## Introduction
In this tutorial, you'll learn about two common manipulations for geospatial data: **geocoding** and **table joins**.

In [1]:
import pandas as pd
import geopandas as gpd
import numpy as np
import folium
from folium import Marker

# Function for displaying the map
def embed_map(m, file_name):
    from IPython.display import IFrame
    m.save(file_name)
    return IFrame(file_name, width='100%', height='500px')

## Geocoding
**Geocoding** is the process of converting the name of a place or an address to a location on a map. If you have ever looked up a geographic location based on a landmark description with Google Maps, Bing Maps, or Baidu Maps, for instance, then you have used a geocoder!

![Geocoding](https://i.imgur.com/1IrgZQq.png)

We'll use geopandas to do all of our geoencoding

In [3]:
from geopandas.tools import geocode

To use the geocoder, we need only provide:

- the name or address as a Python string, and
- the name of the provider; to avoid having to provide an API key, we'll use the OpenStreetMap Nominatim geocoder.

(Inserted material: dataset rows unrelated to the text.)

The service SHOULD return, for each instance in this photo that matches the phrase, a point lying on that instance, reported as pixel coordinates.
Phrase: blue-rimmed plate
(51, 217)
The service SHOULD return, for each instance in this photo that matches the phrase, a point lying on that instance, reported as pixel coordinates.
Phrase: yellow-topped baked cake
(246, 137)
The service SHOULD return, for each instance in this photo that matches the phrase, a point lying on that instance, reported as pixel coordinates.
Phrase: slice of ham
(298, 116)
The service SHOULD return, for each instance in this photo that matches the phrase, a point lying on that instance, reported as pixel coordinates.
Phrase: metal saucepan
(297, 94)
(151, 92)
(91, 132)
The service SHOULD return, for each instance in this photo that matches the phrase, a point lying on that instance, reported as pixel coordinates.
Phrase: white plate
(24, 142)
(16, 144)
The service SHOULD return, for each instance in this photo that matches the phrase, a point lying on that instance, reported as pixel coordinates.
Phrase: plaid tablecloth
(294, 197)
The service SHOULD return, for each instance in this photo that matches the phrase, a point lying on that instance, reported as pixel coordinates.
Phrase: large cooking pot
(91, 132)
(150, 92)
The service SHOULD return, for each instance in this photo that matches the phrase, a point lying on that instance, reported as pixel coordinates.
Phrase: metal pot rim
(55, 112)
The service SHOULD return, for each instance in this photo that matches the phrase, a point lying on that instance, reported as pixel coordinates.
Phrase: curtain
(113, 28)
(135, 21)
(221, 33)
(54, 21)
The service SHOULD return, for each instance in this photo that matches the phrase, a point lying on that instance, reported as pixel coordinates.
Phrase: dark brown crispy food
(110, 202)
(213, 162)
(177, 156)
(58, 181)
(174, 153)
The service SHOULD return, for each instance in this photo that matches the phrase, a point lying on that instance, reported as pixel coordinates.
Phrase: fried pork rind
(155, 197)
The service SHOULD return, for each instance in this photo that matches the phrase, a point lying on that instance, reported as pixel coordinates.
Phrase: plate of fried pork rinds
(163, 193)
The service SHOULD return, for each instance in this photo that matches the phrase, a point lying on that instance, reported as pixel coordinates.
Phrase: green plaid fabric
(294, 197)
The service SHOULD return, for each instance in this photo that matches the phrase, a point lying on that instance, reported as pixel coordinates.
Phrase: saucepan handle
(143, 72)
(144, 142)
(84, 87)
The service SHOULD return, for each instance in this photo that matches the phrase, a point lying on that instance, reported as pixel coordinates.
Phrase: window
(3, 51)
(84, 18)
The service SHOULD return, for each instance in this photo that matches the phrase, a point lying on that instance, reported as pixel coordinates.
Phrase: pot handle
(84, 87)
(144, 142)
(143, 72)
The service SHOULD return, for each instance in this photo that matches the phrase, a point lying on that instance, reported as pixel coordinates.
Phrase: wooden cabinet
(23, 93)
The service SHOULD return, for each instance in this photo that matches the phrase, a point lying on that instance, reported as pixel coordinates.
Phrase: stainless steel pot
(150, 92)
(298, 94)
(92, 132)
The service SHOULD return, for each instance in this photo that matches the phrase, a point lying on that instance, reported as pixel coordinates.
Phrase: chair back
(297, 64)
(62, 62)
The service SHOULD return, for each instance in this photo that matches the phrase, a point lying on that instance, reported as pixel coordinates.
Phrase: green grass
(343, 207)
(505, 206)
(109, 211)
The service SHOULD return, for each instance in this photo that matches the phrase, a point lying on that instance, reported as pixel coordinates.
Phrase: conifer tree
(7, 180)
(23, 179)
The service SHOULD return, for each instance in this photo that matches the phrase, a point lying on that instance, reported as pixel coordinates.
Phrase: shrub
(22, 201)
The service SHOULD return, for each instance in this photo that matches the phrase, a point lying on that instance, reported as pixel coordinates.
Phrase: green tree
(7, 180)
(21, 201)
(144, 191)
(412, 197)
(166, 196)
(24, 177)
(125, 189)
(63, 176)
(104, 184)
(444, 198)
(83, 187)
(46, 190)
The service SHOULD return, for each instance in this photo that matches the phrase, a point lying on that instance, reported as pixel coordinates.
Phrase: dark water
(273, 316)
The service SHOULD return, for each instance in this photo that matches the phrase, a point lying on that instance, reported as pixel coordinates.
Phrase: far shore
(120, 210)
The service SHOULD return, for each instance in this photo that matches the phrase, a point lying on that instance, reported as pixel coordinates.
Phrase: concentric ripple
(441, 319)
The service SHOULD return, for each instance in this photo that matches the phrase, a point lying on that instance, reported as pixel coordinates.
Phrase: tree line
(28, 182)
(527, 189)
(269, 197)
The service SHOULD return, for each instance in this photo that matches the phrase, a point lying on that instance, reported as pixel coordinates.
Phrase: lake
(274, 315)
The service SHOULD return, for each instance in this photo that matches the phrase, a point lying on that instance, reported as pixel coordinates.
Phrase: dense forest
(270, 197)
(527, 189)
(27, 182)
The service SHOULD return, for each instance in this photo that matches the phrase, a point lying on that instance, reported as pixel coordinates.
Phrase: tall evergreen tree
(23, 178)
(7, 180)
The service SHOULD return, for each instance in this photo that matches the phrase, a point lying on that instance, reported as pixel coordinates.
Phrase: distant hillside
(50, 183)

If the geocoding is successful, it returns a GeoDataFrame with two columns:

- the "geometry" column contains the (latitude, longitude) location, and
- the "address" column contains the full address.

In [7]:
result = geocode("The Great Pyramid of Giza", provider="nominatim")
result

Unnamed: 0,geometry,address
0,POINT (31.13424 29.97913),"هرم خوفو, Cause way, كوم الأخضر, الجيزة, محافظ..."


The entry in the "geometry" column is a Point object, and we can get the latitude and longitude from the y and x attributes, respectively.

In [8]:
point = result.geometry.iloc[0]
print("Latitude:", point.y)
print("Longitude:", point.x)

Latitude: 29.9791264
Longitude: 31.1342383751015


It's often the case that we'll need to geocode many different addresses. For instance, say we want to obtain the locations of 100 top universities in Europe.

In [11]:
universities = pd.read_csv("geospatial-learn-course-data/top_universities.csv")
universities.head(5)

Unnamed: 0,Name
0,University of Oxford
1,University of Cambridge
2,Imperial College London
3,ETH Zurich
4,UCL


Then we can use a lambda function to apply the geocoder to every row in the DataFrame. (We use a try/except statement to account for the case that the geocoding is unsuccessful.)

In [12]:
def my_geocoder(row):
    try:
        point = geocode(row, provider='nominatim').geometry.iloc[0]
        return pd.Series({'Latitude': point.y, 'Longitude': point.x, 'geometry': point})
    except:
        return None

universities[['Latitude', 'Longitude', 'geometry']] = universities.apply(lambda x: my_geocoder(x['Name']), axis=1)

print("{}% of addresses were geocoded!".format(
    (1 - sum(np.isnan(universities["Latitude"])) / len(universities)) * 100))

# Drop universities that were not successfully geocoded
universities = universities.loc[~np.isnan(universities["Latitude"])]
universities = gpd.GeoDataFrame(universities, geometry=universities.geometry)
universities.crs = {'init': 'epsg:4326'}
universities.head()

89.0% of addresses were geocoded!


Unnamed: 0,Name,Latitude,Longitude,geometry
0,University of Oxford,51.753454,-1.25401,POINT (-1.25401 51.75345)
1,University of Cambridge,52.17639,0.143089,POINT (0.14309 52.17639)
2,Imperial College London,51.498871,-0.175608,POINT (-0.17561 51.49887)
3,ETH Zurich,47.376453,8.547709,POINT (8.54771 47.37645)
4,UCL,51.521682,-0.135208,POINT (-0.13521 51.52168)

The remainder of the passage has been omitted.